Recensione: Bridge To Mars
Il platter di cui ci accingiamo a raccontarvi parte, e nell’aria si spande un suono carico di riff hard rock, in cui si stagliano sprazzi di psichedelia allucinata, fughe strumentali, rimandi zeppeliniani e cupezze sabbathiane e doom.
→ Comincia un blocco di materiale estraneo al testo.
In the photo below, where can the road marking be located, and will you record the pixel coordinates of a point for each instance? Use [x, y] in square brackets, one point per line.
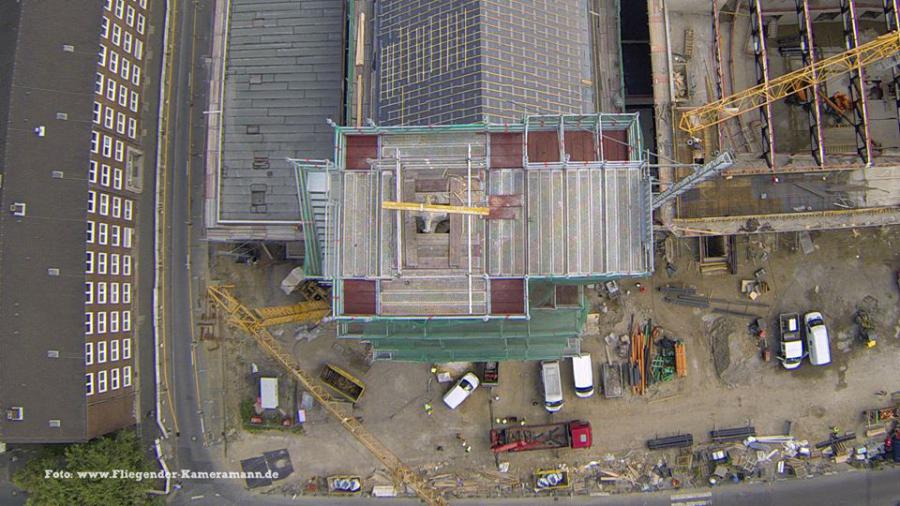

Ok, ma allora qui il Maraglino ci sta raccontando della reissue di qualche oscura band dei seventies, opportunamente rimasterizzata da qualche illuminata label contemporanea?
No.
“Bridge To Mars”, primo album della omonima band scandinava, è un prodotto dell’ anno di grazia 2016, sebbene ispirato ad un suono libero, duro e sognante insieme, che pare invece provenire senza mediazioni (o, meglio, talora con le mediazioni fatte a suo tempo da gente come Soundgarden e Wolfmother) dalle suggestioni musicali di qualche decennio fa.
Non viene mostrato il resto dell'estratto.